Un rapport d’Axios a déclenché une tempête de débats dans les cercles géopolitiques et financiers, suite à l’apparition d’allégations concernant un possible cessez-le-feu de 45 jours entre les États-Unis et l’Iran.
Le rapport cite des sources américaines, israéliennes et régionales anonymes, décrivant une « ultime tentative » visant à stopper l’escalade du conflit par une trêve temporaire, qui pourrait ouvrir la voie à un accord permanent.
Les doutes grandissent, l’Iran refuse une trêve temporaire
Selon le rapport, des médiateurs de pays comme le Pakistan, l’Égypte et la Turquie travaillent sur une proposition en deux phases. La première phase consisterait en un cessez-le-feu de 45 jours (pouvant éventuellement être prolongé) durant laquelle des négociations plus larges auraient lieu.
La seconde phase viserait un accord global portant sur la question nucléaire, la levée des sanctions et une fin formelle des hostilités.
La proposition prévoirait, selon le rapport, des échanges indirects entre l’émissaire américain Steve Witkoff et le ministre iranien des Affaires étrangères Abbas Araghchi.
Cependant, même au sein du rapport, certaines sources mettent en garde quant à la probabilité réduite de parvenir à un accord dans les prochaines 48 heures, en particulier alors qu’une échéance américaine imminente fait craindre une nouvelle escalade militaire.
Malgré ces déclarations remarquées, Reuters a affirmé n’avoir pas pu vérifier de façon indépendante l’existence de telles négociations.
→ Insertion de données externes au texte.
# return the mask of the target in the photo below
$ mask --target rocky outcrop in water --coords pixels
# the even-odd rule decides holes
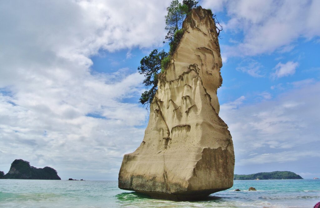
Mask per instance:
[[[184,200],[233,185],[232,141],[218,115],[222,63],[215,24],[199,7],[183,28],[171,63],[159,76],[143,140],[124,157],[120,189]]]
[[[284,179],[303,179],[301,176],[290,171],[274,171],[258,173],[249,175],[235,174],[234,180],[274,180]]]
[[[50,167],[35,167],[30,166],[28,161],[21,159],[15,160],[11,163],[10,170],[4,177],[7,179],[61,180],[53,168]]]

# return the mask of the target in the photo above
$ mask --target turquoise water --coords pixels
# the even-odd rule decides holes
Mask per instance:
[[[258,190],[243,190],[251,186]],[[181,202],[122,190],[117,181],[0,180],[4,207],[312,207],[319,201],[320,180],[235,181],[205,200]]]

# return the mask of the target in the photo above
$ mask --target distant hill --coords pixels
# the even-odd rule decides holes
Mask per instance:
[[[20,159],[11,163],[8,173],[4,175],[7,179],[32,179],[61,180],[57,171],[50,167],[37,168],[30,166],[28,161]]]
[[[235,174],[234,180],[267,180],[280,179],[303,179],[293,172],[274,171],[269,173],[258,173],[250,175]]]

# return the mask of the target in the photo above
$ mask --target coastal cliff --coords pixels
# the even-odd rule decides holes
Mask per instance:
[[[118,186],[156,198],[203,197],[231,187],[231,135],[219,115],[222,79],[214,20],[201,7],[183,22],[184,33],[159,75],[144,137],[125,155]]]
[[[36,168],[30,166],[28,161],[20,159],[11,163],[10,170],[4,176],[7,179],[61,180],[57,171],[50,167]]]

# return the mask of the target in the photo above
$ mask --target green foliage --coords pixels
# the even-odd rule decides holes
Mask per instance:
[[[165,36],[166,40],[172,41],[176,31],[182,27],[182,23],[188,10],[187,5],[181,4],[178,0],[171,2],[170,6],[167,8],[168,14],[165,16],[165,29],[168,31]]]
[[[56,171],[53,168],[36,168],[30,166],[28,162],[21,159],[15,160],[11,163],[10,170],[4,177],[10,179],[61,180]]]
[[[143,84],[146,86],[150,88],[141,95],[139,100],[142,104],[148,105],[152,101],[157,90],[158,75],[161,71],[161,61],[168,55],[168,53],[164,50],[158,52],[157,50],[155,49],[148,56],[145,56],[140,61],[138,71],[140,74],[144,75]]]
[[[183,0],[182,1],[182,5],[185,5],[188,8],[187,13],[191,11],[191,10],[194,8],[196,8],[198,3],[199,2],[196,1],[194,0]]]
[[[143,84],[149,89],[141,95],[139,101],[144,105],[147,104],[147,108],[151,103],[156,92],[158,75],[164,72],[170,63],[170,59],[175,52],[183,35],[184,30],[182,28],[183,20],[190,14],[193,9],[196,8],[198,2],[195,0],[183,0],[182,4],[178,0],[173,0],[167,8],[167,14],[165,16],[165,29],[168,31],[165,39],[168,41],[170,50],[169,53],[162,50],[158,52],[154,50],[148,56],[142,58],[138,70],[140,74],[143,74],[145,79]],[[211,10],[209,13],[213,16]],[[164,43],[165,42],[164,41]]]
[[[208,12],[209,13],[209,14],[210,14],[211,17],[213,17],[213,13],[212,12],[212,10],[210,9],[207,9],[207,11],[208,11]]]
[[[237,175],[235,174],[234,180],[260,180],[303,179],[299,175],[290,171],[274,171],[269,173],[258,173],[250,175]]]
[[[164,72],[164,70],[168,67],[168,65],[169,65],[169,63],[170,63],[170,60],[171,58],[171,56],[169,55],[161,60],[161,73],[163,73]]]
[[[170,51],[169,52],[169,54],[171,56],[173,55],[176,51],[177,47],[178,47],[179,43],[180,43],[181,38],[183,35],[184,32],[184,30],[182,29],[177,30],[174,33],[173,40],[169,43],[169,46],[170,46]]]

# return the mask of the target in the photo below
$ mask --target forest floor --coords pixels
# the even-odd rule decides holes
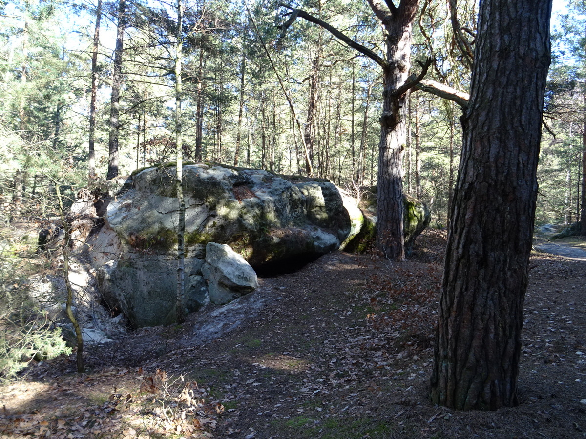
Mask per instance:
[[[584,243],[532,255],[520,405],[464,413],[427,398],[445,234],[417,241],[406,263],[338,252],[263,278],[260,311],[216,339],[192,314],[88,347],[82,375],[36,364],[0,388],[0,437],[586,437]]]

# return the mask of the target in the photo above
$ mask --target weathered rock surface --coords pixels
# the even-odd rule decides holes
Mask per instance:
[[[98,210],[103,226],[87,241],[103,297],[134,327],[175,319],[179,215],[175,174],[174,167],[159,166],[118,182],[120,191]],[[254,287],[250,267],[244,270],[248,274],[240,273],[250,278],[250,284],[227,280],[225,271],[214,266],[222,258],[209,254],[209,243],[227,245],[241,262],[260,268],[343,249],[364,231],[365,224],[370,226],[367,238],[372,236],[371,215],[365,221],[355,200],[327,181],[190,164],[183,167],[183,193],[189,311],[210,301],[227,303]],[[352,245],[353,250],[361,248],[356,239]]]
[[[210,301],[224,305],[258,287],[256,273],[230,246],[208,242],[202,267]]]
[[[216,279],[210,267],[202,270],[208,243],[227,244],[260,267],[338,249],[362,221],[351,200],[325,181],[288,181],[267,171],[203,164],[185,166],[183,175],[188,311],[240,294]],[[133,326],[174,318],[179,212],[174,176],[173,167],[158,166],[130,178],[104,207],[104,226],[88,241],[101,294]]]

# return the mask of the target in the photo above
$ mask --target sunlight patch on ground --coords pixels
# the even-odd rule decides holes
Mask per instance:
[[[0,387],[0,406],[9,411],[28,410],[31,403],[45,395],[50,387],[45,383],[25,381],[6,383]]]

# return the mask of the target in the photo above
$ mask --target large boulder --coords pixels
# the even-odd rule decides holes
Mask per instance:
[[[134,327],[174,318],[179,212],[175,174],[174,167],[158,166],[130,177],[101,207],[103,226],[88,241],[105,301]],[[349,209],[355,217],[356,212],[345,205],[349,198],[332,183],[286,179],[264,170],[185,166],[183,193],[188,311],[238,295],[231,286],[222,292],[210,287],[222,282],[212,282],[215,275],[202,269],[209,243],[227,245],[250,265],[261,267],[336,250],[357,232],[356,224],[362,221],[350,218]]]

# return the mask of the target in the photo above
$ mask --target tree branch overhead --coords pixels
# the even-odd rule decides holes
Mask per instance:
[[[310,23],[314,23],[318,25],[318,26],[323,28],[341,42],[346,44],[346,46],[353,49],[355,50],[357,50],[364,56],[368,57],[383,67],[383,68],[386,69],[389,68],[389,63],[377,54],[374,53],[374,52],[370,49],[364,47],[362,44],[359,44],[350,37],[340,32],[331,25],[326,23],[323,20],[321,20],[317,17],[314,17],[313,15],[308,13],[304,11],[292,8],[290,6],[288,6],[287,5],[285,5],[282,3],[279,4],[279,6],[286,8],[291,11],[291,17],[289,17],[289,19],[281,26],[279,26],[282,29],[282,32],[281,33],[281,37],[284,36],[287,28],[289,28],[291,24],[292,24],[293,22],[295,21],[295,19],[297,17],[301,17],[301,18],[307,20],[307,21]]]

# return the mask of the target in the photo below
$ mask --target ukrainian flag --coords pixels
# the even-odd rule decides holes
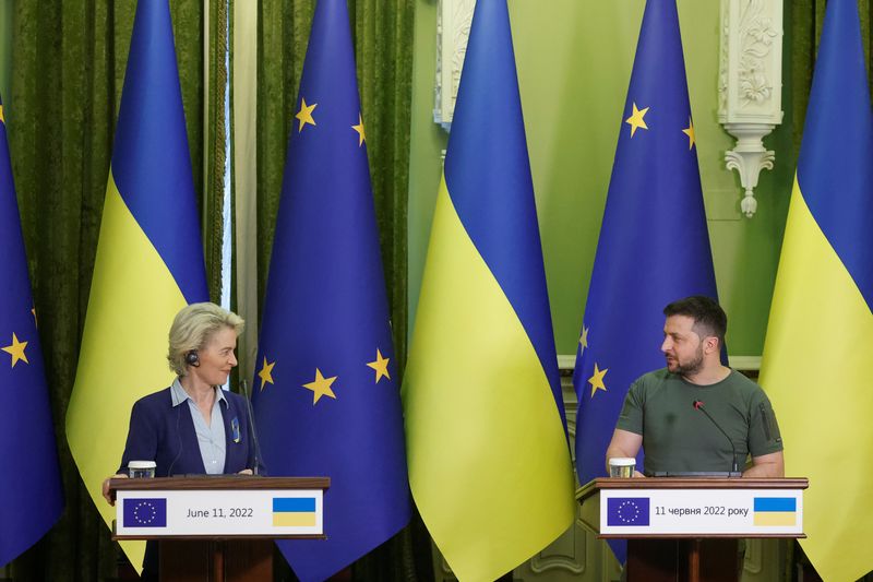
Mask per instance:
[[[133,403],[172,381],[167,332],[208,299],[169,4],[139,2],[67,438],[94,503],[121,460]],[[135,568],[144,544],[122,543]]]
[[[314,497],[274,497],[273,525],[312,526],[318,522]]]
[[[571,525],[505,0],[476,3],[402,392],[412,496],[459,580],[493,580]]]
[[[873,570],[873,115],[858,9],[827,3],[764,346],[800,544],[825,580]]]
[[[755,525],[796,525],[798,502],[793,497],[756,497],[752,520]]]

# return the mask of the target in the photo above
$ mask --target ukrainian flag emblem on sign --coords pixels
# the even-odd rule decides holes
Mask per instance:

Si Reuters reconnaît qu’un cadre de cessez-le-feu pakistanais aurait pu circuler, l’agence met en avant l’absence de confirmation officielle de la part de Washington ou de Téhéran.
Les responsables iraniens, en particulier, maintiennent une position ferme, affichant leur réticence envers tout arrangement temporaire sans garantie de paix durable.
Manipulation du marché en cours ?
Ce manque de vérification a nourri un scepticisme généralisé en ligne, certains s’interrogeant sur le moment choisi et les véritables intentions de cette révélation.
Certains analystes et utilisateurs de réseaux sociaux ont suggéré que le rapport aurait pu être diffusé stratégiquement à l’approche de la reprise des marchés lundi, afin d’influencer le prix du pétrole et plus largement le climat financier.
Les critiques ont souligné une répétition de rapports similaires ces dernières semaines, qui ont ensuite été démentis par les responsables iraniens, soulevant ainsi des inquiétudes quant à la sensibilité des marchés face à des développements géopolitiques non vérifiés.
La position de l’Iran demeure inchangée : le pays a publiquement refusé les cessez-le-feu de courte durée soumis à échéance ou pression, réclamant plutôt des garanties solides contre toute action militaire future.
Faute de telles assurances, les responsables estiment qu’une trêve temporaire ne ferait que repousser la reprise du conflit, sans le résoudre.
Cette controverse met en lumière un défi plus vaste du journalisme de conflit moderne : la collision entre l’anonymat des sources, la rapidité du cycle de l’information et les conséquences sur les marchés.
Tandis que les tensions restent élevées et que les échéances approchent, la vérité sur ces négociations rapportées pourrait bientôt se révéler.